Alla fine, come promesso già nella scorsa primavera, il Referendum sulla distribuzione dei migranti tra i Paesi della Unione e in particolare su quelli destinati in Ungheria si farà, il presidente Orban ha annunciato che il prossimo 2 ottobre tutto il Paese sarà chiamato a esprimersi sull’argomento. “Volete che l’Unione Europea sia autorizzata a decidere l’insediamento obbligatorio di cittadini non ungheresi in Ungheria senza il consenso del Parlamento?”. Un quesito semplice che rischia di rinfocolare le polemiche mai sopite da parte di alcuni partiti politici europei e da parte di alcune potenti lobbies, contro il governo Orban.
Il Governo e le forze parlamentari che sostengono Orban dal 2011 ad oggi hanno ottenuto ampie maggioranze oltre i due terzi o molto vicine alla soglia necessaria per le riforme costituzionali.

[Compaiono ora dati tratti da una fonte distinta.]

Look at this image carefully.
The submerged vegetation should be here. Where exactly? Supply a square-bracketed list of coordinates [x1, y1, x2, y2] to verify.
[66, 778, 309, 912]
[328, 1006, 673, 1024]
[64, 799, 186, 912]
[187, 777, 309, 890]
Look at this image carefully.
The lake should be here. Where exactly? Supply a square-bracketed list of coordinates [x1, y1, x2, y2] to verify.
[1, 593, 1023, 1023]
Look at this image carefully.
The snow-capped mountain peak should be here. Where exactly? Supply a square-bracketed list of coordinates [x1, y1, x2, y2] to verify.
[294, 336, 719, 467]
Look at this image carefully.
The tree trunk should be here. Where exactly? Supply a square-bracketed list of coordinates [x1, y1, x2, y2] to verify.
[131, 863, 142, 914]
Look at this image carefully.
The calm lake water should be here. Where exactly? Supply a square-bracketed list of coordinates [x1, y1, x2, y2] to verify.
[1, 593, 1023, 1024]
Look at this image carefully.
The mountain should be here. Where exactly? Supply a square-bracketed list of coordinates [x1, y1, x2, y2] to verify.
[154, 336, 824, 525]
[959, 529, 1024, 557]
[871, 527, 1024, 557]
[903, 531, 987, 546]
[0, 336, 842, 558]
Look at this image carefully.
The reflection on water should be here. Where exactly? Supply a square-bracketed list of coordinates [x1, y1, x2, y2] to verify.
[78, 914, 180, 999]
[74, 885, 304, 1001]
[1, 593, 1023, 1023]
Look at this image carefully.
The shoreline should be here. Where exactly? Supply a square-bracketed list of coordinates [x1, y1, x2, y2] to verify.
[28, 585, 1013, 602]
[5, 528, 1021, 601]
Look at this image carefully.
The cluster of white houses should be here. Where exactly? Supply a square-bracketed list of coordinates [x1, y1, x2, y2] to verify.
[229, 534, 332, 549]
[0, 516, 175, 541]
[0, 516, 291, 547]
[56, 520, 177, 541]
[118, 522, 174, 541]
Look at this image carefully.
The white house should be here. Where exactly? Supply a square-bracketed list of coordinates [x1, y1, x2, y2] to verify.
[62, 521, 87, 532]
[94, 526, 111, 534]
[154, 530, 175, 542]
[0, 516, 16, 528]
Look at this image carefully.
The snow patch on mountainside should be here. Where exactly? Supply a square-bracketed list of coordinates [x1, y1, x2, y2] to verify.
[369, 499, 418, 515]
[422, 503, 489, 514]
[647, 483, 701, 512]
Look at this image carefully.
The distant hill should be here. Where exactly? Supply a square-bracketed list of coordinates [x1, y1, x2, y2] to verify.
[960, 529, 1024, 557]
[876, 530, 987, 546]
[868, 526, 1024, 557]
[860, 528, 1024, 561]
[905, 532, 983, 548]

Il popolo dunque ad ogni legittima valutazione nelle urne ha voluto premiare il leader del Partito Fidesz e il suo operato. Eppure proprio quel leader e quella maggioranza hanno voluto in più occasioni, vedi il voto sulla riforma costituzionale, chiamare il popolo alle urne per avere conferme e prendere atto della volontà dei propri cittadini. Un esercizio che rischia di venire troppo vituperato da parte di élite a cui la volontà popolare è indigesta.
Angelo Panebianco ha messo in guardia dalla “democrazia diretta”, descrivendola come non essere “la migliore risposta a problemi complessi… sui quali è richiesto un minimo di conoscenza”. Ebbene la decisione e il testo sul quale i cittadini ungheresi dovranno esprimersi è non solo ben chiaro ma altrettanto semplice: “L’Ungheria deve subire decisioni europee (in materia di immigrazione) senza poterle valutare attraverso il proprio Parlamento nazionale”?
Non ci sono pericoli di fraintendimenti, né di strumentalizzazioni dei messaggi referendari da parte dei cittadini ungheresi, che hanno ascoltato lo scorso anno decine di pronunciamenti da parte dei leader politici europei contro le decisioni di Orban (muro, filo spinato, controlli alle frontiere etc.).
Dunque, sia dal punto di vista della democrazia rappresentativa, sia nel rispetto della democrazia diretta, il referendum ungherese è “politicamente corretto”. L’annuncio del referendum è arrivato a pochi giorni dall’inizio della Presidenza Slovacca dell’Unione Europea, e il premier Fico (socialista) è stato fortemente attaccato dal proprio partito perché fermo sostenitore di politiche restrittive nei confronti dei migranti (specialmente musulmani) e dei diritti LGBT.
Insieme a Fico e alla Slovacchia, l’intero Gruppo di Visegrad (Ungheria, Polonia, Repubblica Ceca e Slovacchia) ha idee comuni su Europa, rispetto a identità storico-culturali nazionali, competenze nazionali e comunitarie, immigrazione etc. La decisione dell’incontro a tre (Germania, Francia, Italia) sul dopo Brexit ha provocato le reazioni del Gruppo e dei quattro Paesi che hanno giustamente e fermamente protestato.
Nessuna protesta né rumors invece da parte dei fondatori dell’Unione nei confronti del Governo francese che, zitto zitto, non solo continua a prorogare lo “stato d’emergenza”, ma ha addirittura approvato una robusta riforma del mercato del lavoro senza voto parlamentare.
Alla faccia della democrazia, diretta o indiretta che sia, siamo di fronte ad un atto autoritario che in troppi ormai paragonano alle decisioni prese a Bruxelles.
Si vogliono evitare altre Brexit? Si lasci spazio alla democrazia, dentro e fuori dai partiti. Il Referendum ungherese sarà dunque un ennesimo atto d’amore verso l’Europa e di rispetto del Trattato costitutivo (nel quale sin dal Preambolo si afferma il desiderio di “intensificare la solidarietà tra i loro popoli rispettandone la storia, la loro cultura e le loro tradizioni”) e non di guerra alla Ue.